VibeSearchBench: Benchmarking Long-horizon Proactive Search in the Wild

Paper · arXiv 2605.27882
Deep Research AgentsQuestion Answering and SearchLLM AgentsLLM Evaluations and Benchmarks

LLM-based agents score well on search benchmarks, yet real users consistently find results unsatisfying, revealing a persistent evaluation–experience gap. We attribute this gap to existing benchmarks' reliance on over-specified queries, single-turn interactions, and fixed-schema evaluation, none of which reflect real search behavior where users and agents collaboratively refine vague intent through multi-turn dialogue. We term this paradigm VibeSearch and introduce VibeSearchBench, a benchmark comprising 200 manually curated bilingual (Chinese and English) tasks across 20 domains, split into VibeSearch-Pro (professional) and VibeSearch-Daily (daily-life) subsets. Each task pairs a user persona with a schema-free ground-truth knowledge graph, and is evaluated through a progressive-disclosure user simulator and a graph-matching evaluation framework. We benchmark seven frontier models under both the ReAct framework and the OpenClaw agent harness. Results show that all models remain substantially inadequate for VibeSearch (best F1: 30.30), highlighting the need for fundamental advances in long-context reasoning, proactive intent elicitation, and structured knowledge construction.

A fundamental reason is the mismatch between how benchmarks frame search tasks and how users actually search. In practice, most users do not, and indeed cannot, fully articulate their information needs upfront. A realistic search session unfolds as an iterative user-agent interaction: (USER) a vague query →(AGENT) partial results and clarification →(USER) expresses emerging preferences and needs →(AGENT) adjusts its search direction →(user-agent interaction) ... →the information need gradually converges into a concrete solution. We term this class of tasks VibeSearch. Existing mainstream search benchmarks fail to capture the VibeSearch paradigm in three critical ways. (1) Over-specified queries. Task constraints are exhaustively and explicitly packed into a single prompt, leaving no room for the agent to actively elicit user intent. (2) Single-turn interaction. Current benchmarks do not support sustained user-agent interaction, thereby skipping the most challenging and valuable step in VibeSearch: proactively and continuously mining the user's true search intent. (3) Fixed-schema outputs and evaluation. Outputs are evaluated against predetermined structures such as items, sets, or tables. However, real-world knowledge relationships are inherently complex, and user search intent is difficult to model with rigid schemas.

We argue that effective VibeSearch systems should adhere to two principles. First, search should be a process of bidirectional convergence, not unidirectional answering. Users often cannot articulate their preferences until they have seen some relevant information; the agent should therefore interleave returning partial results with asking follow-up questions, co-evolving vague needs into concrete solutions with the user, rather than following a "clarify first, search later" two-stage pipeline. Second, outputs and evaluation should be grounded in schema-free structured information. Fixed-schema evaluation, while objective and stable, is misaligned with the complex knowledge structures found in the real world; free-text evaluation requires rubric design that is inherently subjective and unstable. We observe that a directed graph without any preset schema can model arbitrary target information relevant to the search intent, while still enabling fine-grained, objectively verifiable evaluation.

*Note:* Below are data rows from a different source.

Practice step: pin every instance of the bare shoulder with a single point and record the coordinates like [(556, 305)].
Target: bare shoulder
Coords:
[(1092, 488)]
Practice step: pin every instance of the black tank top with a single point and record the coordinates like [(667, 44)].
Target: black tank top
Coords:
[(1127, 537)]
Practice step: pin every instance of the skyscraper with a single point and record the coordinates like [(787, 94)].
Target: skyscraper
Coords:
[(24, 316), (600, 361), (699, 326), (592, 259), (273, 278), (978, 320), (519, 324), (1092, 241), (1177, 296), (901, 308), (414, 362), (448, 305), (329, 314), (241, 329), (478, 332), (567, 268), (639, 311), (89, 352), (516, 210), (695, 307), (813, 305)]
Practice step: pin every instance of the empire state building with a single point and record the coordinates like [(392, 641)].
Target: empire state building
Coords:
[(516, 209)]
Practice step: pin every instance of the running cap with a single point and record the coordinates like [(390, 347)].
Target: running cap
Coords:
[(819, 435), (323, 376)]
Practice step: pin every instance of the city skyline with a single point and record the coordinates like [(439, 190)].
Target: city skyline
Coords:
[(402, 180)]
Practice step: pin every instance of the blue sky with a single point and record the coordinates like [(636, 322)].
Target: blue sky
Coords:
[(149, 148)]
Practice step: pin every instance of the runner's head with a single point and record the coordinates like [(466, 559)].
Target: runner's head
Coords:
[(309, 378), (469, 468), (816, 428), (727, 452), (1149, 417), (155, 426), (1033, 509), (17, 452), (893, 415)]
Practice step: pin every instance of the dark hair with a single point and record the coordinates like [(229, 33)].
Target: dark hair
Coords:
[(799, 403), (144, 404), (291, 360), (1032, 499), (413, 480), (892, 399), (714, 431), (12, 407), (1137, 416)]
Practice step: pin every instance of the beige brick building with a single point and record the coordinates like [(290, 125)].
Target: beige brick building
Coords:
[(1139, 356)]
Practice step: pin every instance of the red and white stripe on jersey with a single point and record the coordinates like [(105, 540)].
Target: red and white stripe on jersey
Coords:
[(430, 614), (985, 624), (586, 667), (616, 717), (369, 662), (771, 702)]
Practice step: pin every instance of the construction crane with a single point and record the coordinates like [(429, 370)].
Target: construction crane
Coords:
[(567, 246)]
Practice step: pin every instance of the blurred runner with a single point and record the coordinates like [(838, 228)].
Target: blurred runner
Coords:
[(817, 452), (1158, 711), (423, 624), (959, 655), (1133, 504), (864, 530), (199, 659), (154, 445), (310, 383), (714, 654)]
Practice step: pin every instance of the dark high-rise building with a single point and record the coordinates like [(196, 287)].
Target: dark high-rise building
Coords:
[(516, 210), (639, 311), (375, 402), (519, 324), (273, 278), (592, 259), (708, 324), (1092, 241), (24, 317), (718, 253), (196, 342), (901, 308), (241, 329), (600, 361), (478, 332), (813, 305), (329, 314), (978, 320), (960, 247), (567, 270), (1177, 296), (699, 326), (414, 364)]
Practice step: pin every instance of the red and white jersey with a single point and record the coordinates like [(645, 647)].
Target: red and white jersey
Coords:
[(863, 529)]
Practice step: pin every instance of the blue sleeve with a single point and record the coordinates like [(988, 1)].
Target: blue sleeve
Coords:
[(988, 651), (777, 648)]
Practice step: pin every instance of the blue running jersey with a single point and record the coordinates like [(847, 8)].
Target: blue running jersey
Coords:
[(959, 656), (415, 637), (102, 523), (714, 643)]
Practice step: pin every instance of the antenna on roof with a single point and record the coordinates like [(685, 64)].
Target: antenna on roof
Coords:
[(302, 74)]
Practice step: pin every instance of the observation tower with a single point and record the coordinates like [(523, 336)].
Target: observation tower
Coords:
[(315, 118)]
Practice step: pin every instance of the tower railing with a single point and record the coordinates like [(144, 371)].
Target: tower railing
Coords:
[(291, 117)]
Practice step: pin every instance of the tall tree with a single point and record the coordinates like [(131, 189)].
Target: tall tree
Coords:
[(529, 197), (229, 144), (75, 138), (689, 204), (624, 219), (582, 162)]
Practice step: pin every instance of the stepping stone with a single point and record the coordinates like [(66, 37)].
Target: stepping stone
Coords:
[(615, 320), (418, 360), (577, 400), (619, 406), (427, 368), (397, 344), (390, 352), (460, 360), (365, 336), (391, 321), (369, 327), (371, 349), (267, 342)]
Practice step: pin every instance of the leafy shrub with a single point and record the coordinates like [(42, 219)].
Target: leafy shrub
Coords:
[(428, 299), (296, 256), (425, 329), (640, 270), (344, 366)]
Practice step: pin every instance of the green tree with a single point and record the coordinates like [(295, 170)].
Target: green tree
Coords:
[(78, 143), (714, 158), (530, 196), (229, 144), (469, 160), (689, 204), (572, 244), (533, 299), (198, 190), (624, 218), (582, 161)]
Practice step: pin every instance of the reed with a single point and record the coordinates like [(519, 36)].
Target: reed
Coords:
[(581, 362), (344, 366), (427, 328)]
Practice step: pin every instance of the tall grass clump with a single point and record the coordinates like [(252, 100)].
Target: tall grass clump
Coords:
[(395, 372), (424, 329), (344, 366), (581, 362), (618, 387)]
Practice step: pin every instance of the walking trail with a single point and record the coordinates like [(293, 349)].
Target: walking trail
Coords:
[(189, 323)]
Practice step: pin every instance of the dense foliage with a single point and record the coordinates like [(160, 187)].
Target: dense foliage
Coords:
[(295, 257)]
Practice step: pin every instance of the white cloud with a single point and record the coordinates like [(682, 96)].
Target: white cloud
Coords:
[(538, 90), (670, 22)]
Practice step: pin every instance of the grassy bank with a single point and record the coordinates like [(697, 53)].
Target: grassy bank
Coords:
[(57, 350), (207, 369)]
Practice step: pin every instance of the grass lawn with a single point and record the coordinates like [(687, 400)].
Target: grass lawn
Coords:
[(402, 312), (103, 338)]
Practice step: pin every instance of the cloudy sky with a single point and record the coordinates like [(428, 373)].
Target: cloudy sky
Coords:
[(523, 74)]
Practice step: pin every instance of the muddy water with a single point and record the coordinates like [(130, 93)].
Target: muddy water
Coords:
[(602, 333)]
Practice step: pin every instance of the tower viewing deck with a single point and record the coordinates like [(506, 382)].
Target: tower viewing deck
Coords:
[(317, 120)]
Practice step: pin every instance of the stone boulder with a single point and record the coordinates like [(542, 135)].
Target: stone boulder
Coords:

We introduced VibeSearchBench, a benchmark for evaluating LLM agents on long-horizon proactive search, where agents must collaboratively refine vague user intent through multi-turn interaction and produce schema-free information graphs. Evaluation of seven frontier models under both ReAct and OpenClaw shows that even the best model achieves only 30.30 F1, with context overflow, inefficient intent elicitation, and structurally flat knowledge graph outputs identified as key bottlenecks. Ablation further confirms that architectural enhancements (sub-agents, local memory, life-long memory) yield no meaningful gains. Moreover, the inconsistent framework effects across models (e.g., OpenClaw improves Claude but leaves Kimi unchanged) underscore that optimizing for widely adopted agent harnesses is critical for real-world deployment.